Tuesday’s record purchase price for the Los Angeles Dodgers, by a group including Magic Johnson and Peter Guber, reflects the confidence the new owners have that the value of the franchise’s local TV rights will fulfill the highest projections.

After all, the principal buyer of the Dodgers, spending $2 billion for the team plus another $150 million to be in a partnership for the land surrounding Dodger Stadium, is the Chicago-based investment firm Guggenheim Partners (led by CEO Mark Walter), so it’s hard to position the purchase as simply a mere hobby with no regard for its financial bona fides.

The Dodger sale is expected to officially close by April 30, pending approval by Major League Baseball and the federal bankruptcy court the Dodgers have languished in since June.

For the past several months, estimates for the Dodgers’ local cable rights have been set at a minimum average annual value of $150 million, a figure that gained credibility after the Dodgers’ neighbors, the Los Angeles Angels of Anaheim, signed their own local cable rights extension with Fox for $3 billion over 20 years. A rights extension for less than that amount, negotiated in June between Fox and now-outgoing Dodgers owner Frank McCourt, was rejected by MLB commissioner Bud Selig for being “not in the best interests” of the franchise.

The next TV contract for the Dodgers, whose current deal with Fox expires after the 2013 season, is expected to go for unprecedented dollars because of the team’s fundamental importance in the Los Angeles sports television landscape — an importance only enhanced by the 180-degree turnabout of having the beloved Johnson as co-owner in place of McCourt, who with his ex-wife Jamie came to be reviled by fans for their management of the team’s finances.

Fox will be intent on retaining the Dodgers after losing rights to Johnson’s old team, the Los Angeles Lakers, to Time Warner Cable, which is launching English- and Spanish-language networks this fall dedicated to the perennial NBA powerhouse.
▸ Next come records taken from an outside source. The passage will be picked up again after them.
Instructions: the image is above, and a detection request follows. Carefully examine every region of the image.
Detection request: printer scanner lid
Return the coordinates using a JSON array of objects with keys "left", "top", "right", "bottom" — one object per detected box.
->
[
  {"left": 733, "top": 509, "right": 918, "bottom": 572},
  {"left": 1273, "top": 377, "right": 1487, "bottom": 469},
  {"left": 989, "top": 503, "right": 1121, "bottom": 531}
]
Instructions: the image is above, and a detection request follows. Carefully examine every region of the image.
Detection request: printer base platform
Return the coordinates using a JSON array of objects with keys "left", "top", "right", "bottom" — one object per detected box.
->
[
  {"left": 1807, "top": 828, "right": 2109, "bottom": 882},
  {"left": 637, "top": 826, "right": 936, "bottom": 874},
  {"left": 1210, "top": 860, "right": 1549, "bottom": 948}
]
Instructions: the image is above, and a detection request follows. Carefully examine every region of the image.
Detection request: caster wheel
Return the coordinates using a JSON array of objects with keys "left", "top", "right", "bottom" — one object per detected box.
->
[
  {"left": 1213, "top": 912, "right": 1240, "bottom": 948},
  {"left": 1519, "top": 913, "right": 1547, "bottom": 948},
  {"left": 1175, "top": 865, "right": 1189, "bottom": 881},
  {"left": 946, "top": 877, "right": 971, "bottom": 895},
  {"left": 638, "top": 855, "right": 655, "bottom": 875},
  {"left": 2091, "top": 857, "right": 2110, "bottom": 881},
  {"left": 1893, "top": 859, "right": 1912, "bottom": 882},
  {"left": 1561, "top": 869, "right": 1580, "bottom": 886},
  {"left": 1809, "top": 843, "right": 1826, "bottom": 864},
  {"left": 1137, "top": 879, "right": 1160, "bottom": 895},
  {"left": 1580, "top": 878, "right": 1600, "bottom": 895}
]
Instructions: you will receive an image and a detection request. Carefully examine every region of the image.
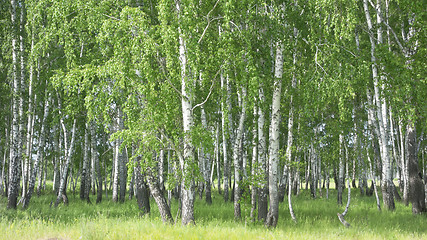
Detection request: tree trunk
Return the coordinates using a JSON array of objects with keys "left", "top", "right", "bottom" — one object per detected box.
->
[
  {"left": 135, "top": 156, "right": 150, "bottom": 215},
  {"left": 257, "top": 83, "right": 268, "bottom": 222},
  {"left": 201, "top": 107, "right": 212, "bottom": 204},
  {"left": 81, "top": 122, "right": 90, "bottom": 202},
  {"left": 22, "top": 95, "right": 50, "bottom": 208},
  {"left": 216, "top": 123, "right": 221, "bottom": 194},
  {"left": 233, "top": 86, "right": 247, "bottom": 220},
  {"left": 367, "top": 143, "right": 381, "bottom": 211},
  {"left": 363, "top": 0, "right": 394, "bottom": 210},
  {"left": 54, "top": 118, "right": 77, "bottom": 207},
  {"left": 146, "top": 164, "right": 173, "bottom": 223},
  {"left": 177, "top": 0, "right": 196, "bottom": 225},
  {"left": 221, "top": 71, "right": 230, "bottom": 202},
  {"left": 266, "top": 42, "right": 283, "bottom": 228},
  {"left": 91, "top": 122, "right": 102, "bottom": 203},
  {"left": 337, "top": 134, "right": 344, "bottom": 205},
  {"left": 406, "top": 122, "right": 426, "bottom": 214},
  {"left": 250, "top": 104, "right": 258, "bottom": 221},
  {"left": 7, "top": 0, "right": 21, "bottom": 210}
]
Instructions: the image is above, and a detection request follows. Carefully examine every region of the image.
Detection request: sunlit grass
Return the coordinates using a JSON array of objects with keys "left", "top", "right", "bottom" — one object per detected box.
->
[{"left": 0, "top": 183, "right": 425, "bottom": 240}]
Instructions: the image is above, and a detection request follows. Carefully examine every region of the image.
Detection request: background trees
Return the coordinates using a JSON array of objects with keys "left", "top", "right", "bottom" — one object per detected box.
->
[{"left": 0, "top": 0, "right": 425, "bottom": 226}]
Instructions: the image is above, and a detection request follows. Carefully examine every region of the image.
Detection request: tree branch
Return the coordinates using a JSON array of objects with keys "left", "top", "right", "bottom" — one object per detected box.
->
[{"left": 192, "top": 67, "right": 222, "bottom": 111}]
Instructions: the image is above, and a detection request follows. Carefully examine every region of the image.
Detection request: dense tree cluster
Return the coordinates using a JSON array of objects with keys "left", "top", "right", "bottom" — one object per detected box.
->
[{"left": 0, "top": 0, "right": 425, "bottom": 226}]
Should the Dodgers leave as well, Fox would have to seriously consider shuttering one of its two local sports cable channels and the hundreds of millions in revenue that come with it. (News Corp.-owned Fox bought the Dodgers in 1998 essentially to launch that second channel.)

On the other hand, Time Warner Cable will be concerned about maintaining audience for its new channels during the summertime months without NBA action. Nabbing the Dodger rights would have the twofold benefit of boosting their own efforts while imperiling Fox’s, while Fox can say the same in reverse.

With an exclusive negotiating window through Nov. 30 on a contract extension, as well as certain rights to match competing offers thereafter, Fox will have the upper hand in the battle for the Dodgers, but the ultimate control of the bidding will go to Guggenheim’s Walter, Johnson, Guber and partners Stan Kasten, Bobby Patton and Todd Boehly. It will be up to them to decide whether to make a quick deal with Fox for financial certainty, or play out the bidding process to the fullest extent possible.

Johnson, Guber and Kasten bring relevant experience to the negotiating table. Kasten, the longtime Atlanta Braves and Washington Nationals executive who is likely to be Dodgers team president, has a lengthy history of dealing with the TV side of the game.

Guber’s entertainment resume is extensive, from his days as chairman and CEO of Sony Pictures Entertainment and prexy of Columbia Pictures to his current position as founder and CEO of Mandalay Entertainment. Guber is also a minority owner of the NBA’s Golden State Warriors, and he and Johnson are partners in the ownership of a minor-league baseball franchise in Dayton, Ohio that last year set a North American professional sports record by selling out its 815th consecutive game.

Johnson’s post-NBA business and entertainment career has storylines that counterbalance the endeavor he now jokes about, ill-fated Fox latenight talkshow “The Magic Hour.” Magic Johnson Enterprises includes a successful chain of movie theaters and a production company, and he announced in February plans to launch by June 30 a family-friendly cable network, Aspire, with initial backing from and distribution with Comcast.

One other consequence of the sale of the Dodgers, especially with Johnson and Guber on board, could be the increased entertainment profile of Dodgers players themselves as stars, along the lines of David Beckham or Magic himself, with future free agent acquisitions aiming to trump the marquee value of the Angels’ signing of All-Star Albert Pujols in December to a 10-year, $254 million contract (a deal made possible by the team’s contract extension with Fox).

In the meantime, Dodgers outfielder Matt Kemp, the 27-year-old who signed an eight-year, $160 million contract extension last winter, has a screen-friendly presence and, along with defending National League Cy Young award-winner Clayton Kershaw, 24, would certainly be the centerpiece of any marketing efforts that are likely to come. Dating back to the Sandy Koufax and Don Drysdale era, the Dodgers have had a history of mixing baseball with Hollywood.